BAB I
PENDAHULUAN
1.1 LATAR BELAKANG MASALAH
UU No. 22/1999 tentang pemerintahan daerah telah mengubah peta politik dalam penataan kewenangan dan kewajiban pemerintahan. Masa-masa indah era sentralisasi pemerintahan telah berakhir. Selama orde baru sentralisasi kekuasaan sangat terasa dalam setiap aktivitas pemerintahan di daerah, bahkan rancangan pembangunan disetiap daeah lebih sering mengacu pada pedoman yang ditetapkan pemerintah. Sentralisasi telah membuat birokrasi di daerah seperti orang-orang bodoh, ”suka” didikte dan selalu menunggu petunjuk dari pusat. Sentralisasi kekuasaan tersebut membuat birokrasi di daerah menjadi mandul, tidak ada keberanian membuat keputusan strategis bahkan kekuasaan tersebut telah meninabobokan birokrasi daerah dalam melakukan inovasi dan mengembangkan terobosan-terobosan untuk mempercepat pembangunan. Sentralisai menimbulkan disparitas pendapatan yang sangat lebar antar daerah, misal alokasi dalam penggunaan anggaran Negara dan kelambanan dalam menuntaskan persoalan. Dengan ditetapkannya UU No. 22/1999, pemerintah di daerah mendapat kewenangan ”riil” yang lebih besar dalam mengatur dirinya sendiri...(Djoko Sundatoko, 2003).
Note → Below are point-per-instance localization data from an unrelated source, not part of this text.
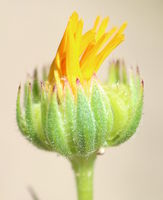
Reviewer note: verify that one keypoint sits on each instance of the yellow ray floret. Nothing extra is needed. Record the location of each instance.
(80, 55)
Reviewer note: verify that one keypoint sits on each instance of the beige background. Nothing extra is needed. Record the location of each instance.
(30, 32)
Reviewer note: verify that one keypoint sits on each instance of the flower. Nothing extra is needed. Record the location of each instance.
(72, 113)
(79, 55)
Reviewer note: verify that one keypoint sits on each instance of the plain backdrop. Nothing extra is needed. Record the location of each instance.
(30, 32)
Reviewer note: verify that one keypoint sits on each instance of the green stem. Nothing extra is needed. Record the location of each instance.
(83, 169)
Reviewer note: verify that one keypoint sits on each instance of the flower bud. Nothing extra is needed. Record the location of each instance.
(81, 123)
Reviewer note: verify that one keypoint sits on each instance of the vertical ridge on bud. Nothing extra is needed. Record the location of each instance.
(54, 127)
(69, 117)
(100, 115)
(32, 133)
(85, 130)
(36, 88)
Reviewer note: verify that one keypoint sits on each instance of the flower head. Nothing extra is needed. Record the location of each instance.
(71, 112)
(80, 55)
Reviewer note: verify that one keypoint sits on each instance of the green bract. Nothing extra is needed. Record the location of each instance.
(79, 124)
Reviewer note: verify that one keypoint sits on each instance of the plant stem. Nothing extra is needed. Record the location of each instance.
(83, 169)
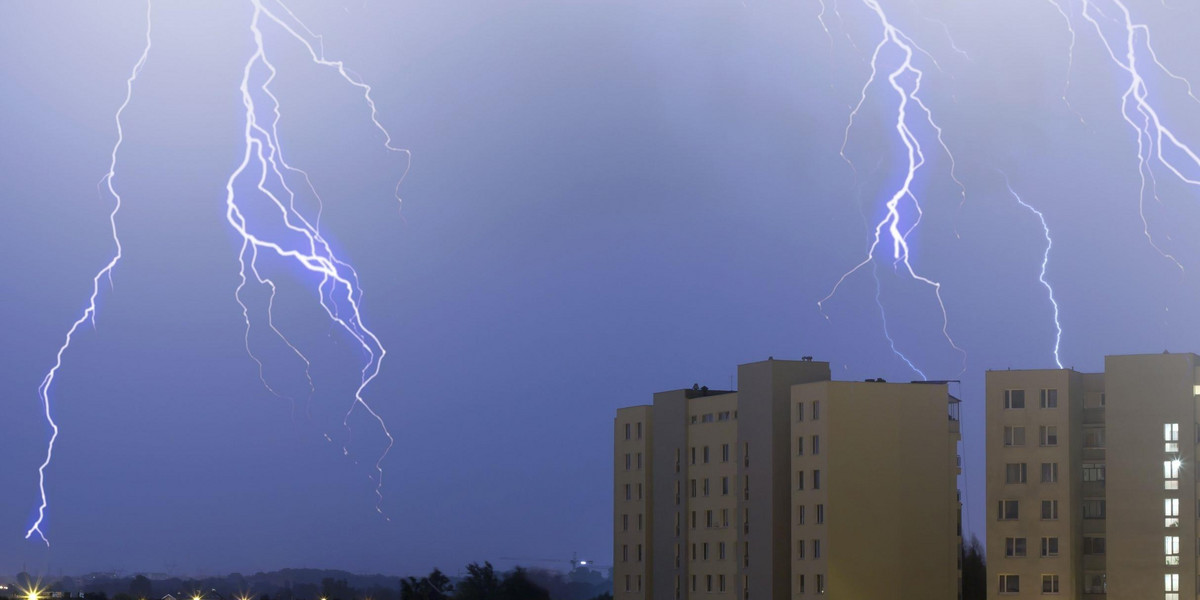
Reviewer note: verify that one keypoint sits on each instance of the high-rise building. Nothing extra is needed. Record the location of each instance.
(1091, 484)
(792, 486)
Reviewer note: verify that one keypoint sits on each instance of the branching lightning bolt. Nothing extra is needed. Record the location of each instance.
(339, 291)
(1045, 262)
(895, 225)
(1139, 113)
(89, 313)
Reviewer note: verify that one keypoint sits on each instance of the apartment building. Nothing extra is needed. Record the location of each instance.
(793, 486)
(1091, 481)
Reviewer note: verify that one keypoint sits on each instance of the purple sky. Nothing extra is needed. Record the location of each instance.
(606, 199)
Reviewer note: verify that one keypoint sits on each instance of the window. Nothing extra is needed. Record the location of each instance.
(1049, 510)
(1009, 583)
(1048, 435)
(1171, 544)
(1014, 399)
(1171, 474)
(1049, 399)
(1008, 510)
(1015, 473)
(1171, 511)
(1014, 436)
(1093, 545)
(1049, 583)
(1093, 509)
(1050, 473)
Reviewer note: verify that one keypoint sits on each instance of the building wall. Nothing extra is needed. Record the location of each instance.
(888, 490)
(1038, 528)
(633, 514)
(765, 433)
(1144, 393)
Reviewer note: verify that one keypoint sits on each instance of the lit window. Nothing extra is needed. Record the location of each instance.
(1049, 583)
(1171, 511)
(1171, 544)
(1014, 436)
(1009, 583)
(1050, 473)
(1015, 473)
(1014, 399)
(1171, 474)
(1049, 399)
(1048, 435)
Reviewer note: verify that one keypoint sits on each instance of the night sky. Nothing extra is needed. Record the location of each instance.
(606, 199)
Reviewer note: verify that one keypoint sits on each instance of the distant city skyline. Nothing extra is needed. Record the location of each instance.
(605, 199)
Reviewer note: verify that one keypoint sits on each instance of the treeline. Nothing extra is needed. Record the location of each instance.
(316, 585)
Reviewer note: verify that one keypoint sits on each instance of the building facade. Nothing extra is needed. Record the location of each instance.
(1071, 517)
(793, 486)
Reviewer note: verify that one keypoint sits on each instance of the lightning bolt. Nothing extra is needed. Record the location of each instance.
(905, 82)
(89, 313)
(1153, 136)
(301, 244)
(1045, 262)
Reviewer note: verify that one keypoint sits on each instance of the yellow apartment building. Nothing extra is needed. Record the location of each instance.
(1072, 520)
(793, 486)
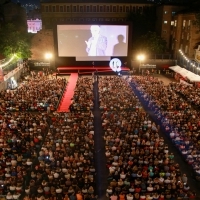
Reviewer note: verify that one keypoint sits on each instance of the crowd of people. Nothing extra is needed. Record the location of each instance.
(50, 155)
(176, 107)
(46, 155)
(36, 93)
(65, 168)
(139, 162)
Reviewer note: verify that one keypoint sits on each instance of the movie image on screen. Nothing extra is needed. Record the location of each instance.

Tujuan utama penyelenggaran Otonomi Daerah adalah untuk meningkatkan pelayanan publik (publick service) dan memajukan perekonomian daerah. Kebijakan pemberian otonomi daerah merupakan
langkah strategis dalam dua hal. Pertama, otonomi daerah dan desentralisasi merupakan jawaban atas permasalahan lokal bangsa Indonesia berupa ancaman disintegrasi bangsa, kemiskinan, ketidakmerataan pembangunan, rendahnya kualitas hidup masyarakat, dan masalah pembangunan sumber daya manusia. Kedua, otonomi daerah dan desentralisasi merupakan langkah strategis bangsa Indonesia untuk menyongsong era globalisasi ekonomi dengan memperkuat basis perekonomian daerah (Mardiasmo, 2002).
Dengan adanya otonomi daerah ini berarti pemerintah daerah dituntut untuk lebih mandiri, tak terkecuali juga mandiri dalam masalah financial. Meski begitu pemerintah pusat tetap memberi dana bantuan yang berupa Dana Alokasi Umum (DAU).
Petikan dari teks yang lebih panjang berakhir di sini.